By Mark Fischenich
Congressman Tim Walz is part of a coalition of Republican and Democratic House members who believe they have a solution to the partisan gridlock on legislation to tackle America’s growing energy crisis.
The proposed legislation would allow more oil drilling off the nation’s coasts and use royalties paid for the drilling rights to finance alternative energy and conservation programs. It would maintain the ban on drilling in Alaska’s Arctic National Wildlife Refuge while releasing oil from the nation’s Strategic Petroleum Reserve to drive down prices in the short term.
“I think it’s what the public has been asking for,” Walz said.
The coalition, which Walz said was made up of 14 Republicans and 10 Democrats, has been meeting for about one month without the blessing or participation of House leaders from either party. A Mankato Democrat, Walz said the coalition’s hope is that House members will get an earful from constituents during their long August recess about the gridlock on energy in Washington and that the lawmakers will return in September looking for a compromise to enact.
“The cynics will say ‘No way,’” Walz said of the prospects of passing such a sweeping bill in the few remaining weeks before lawmakers devote their full attention to campaigning. “... When they go home (for the August break), we think the public is going to be asking members, ‘Why don’t you sign on to this bill?’”

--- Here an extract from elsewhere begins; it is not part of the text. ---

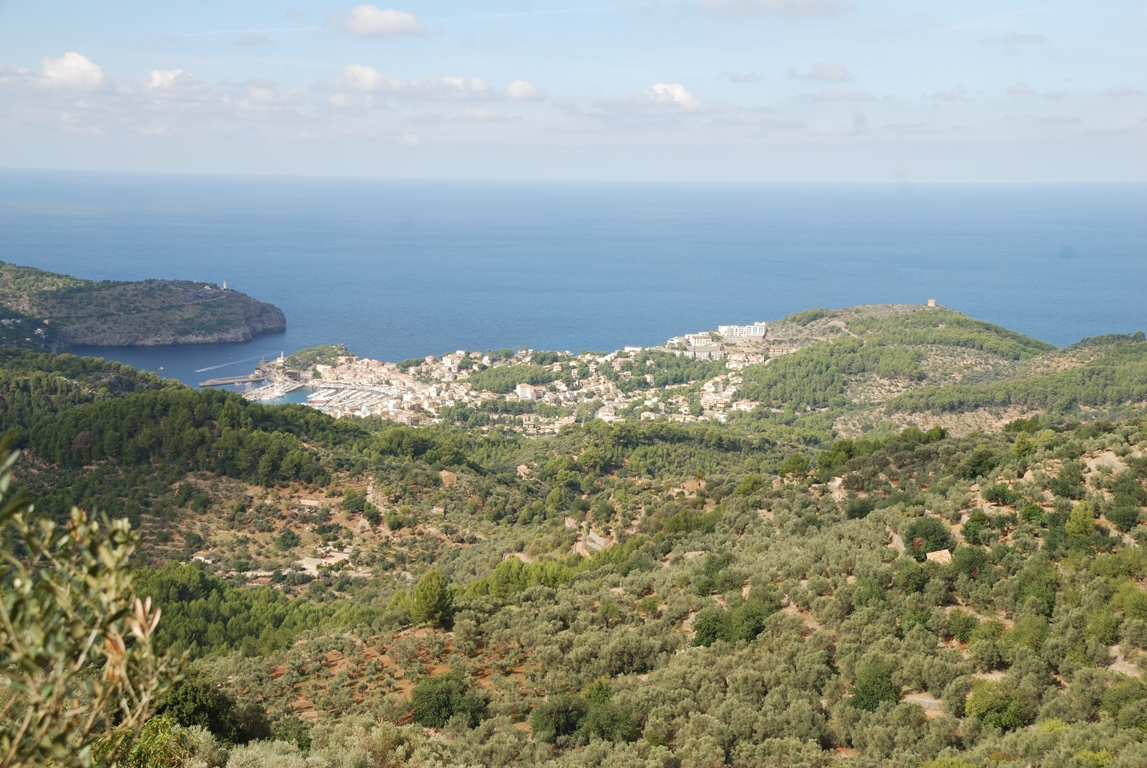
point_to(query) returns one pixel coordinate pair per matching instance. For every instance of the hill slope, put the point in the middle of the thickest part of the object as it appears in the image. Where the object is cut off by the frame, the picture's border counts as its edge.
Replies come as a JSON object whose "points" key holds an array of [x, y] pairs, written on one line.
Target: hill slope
{"points": [[52, 311]]}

The process involved in developing the bill left longtime members saying it was one of the more refreshing experiences they’ve had in Congress, Walz said of the way compromises were negotiated and agreement was reached.
“There was no talk with leadership, no talk with lobbyists,” he said. “It was 24 members sitting in a room.”
The key compromise involves lifting some — but not all — restrictions on offshore drilling in the Outer Continental Shelf. Removing virtually all restrictions on offshore drilling has become the chief strategy of Republican leaders, including GOP presidential candidate John McCain.
Top congressional Democrats and presidential candidate Barack Obama oppose offshore drilling beyond areas where it is already allowed. Instead, they’ve focused on legislation aimed at oil market speculators who they say have needlessly driven the price of oil to record levels.
Both sides in the dispute accuse the others of trying to divert attention from the real issue.
A few weeks ago, Walz was making similar arguments as Democratic leaders about the ineffectiveness of more offshore drilling.
He says now that the compromise shows that offshore drilling can be done in a reasonable way that invests proceeds into long-term energy solutions. Drilling restrictions will remain where needed to protect areas where tourism, the environment and the needs of the U.S. Navy would be undermined by oil platforms, he said.
But the vast majority of offshore oil will be accessible to drilling, providing future domestic oil reserves. In return, an estimated $2.6 trillion in royalties will be paid to the government with nearly $1 trillion dedicated to transitioning the nation to renewable energy sources and conservation.
The idea was already garnering some supporters Wednesday.
“There’s been a pretty big push today in co-sponsors and people who want to get on it. By the end of the day, I’m hoping we’ll have more than 50,” said Walz, who expects that number will grow after lawmakers spend some time with constituents next month. “... It’s kind of using the leverage of the public.”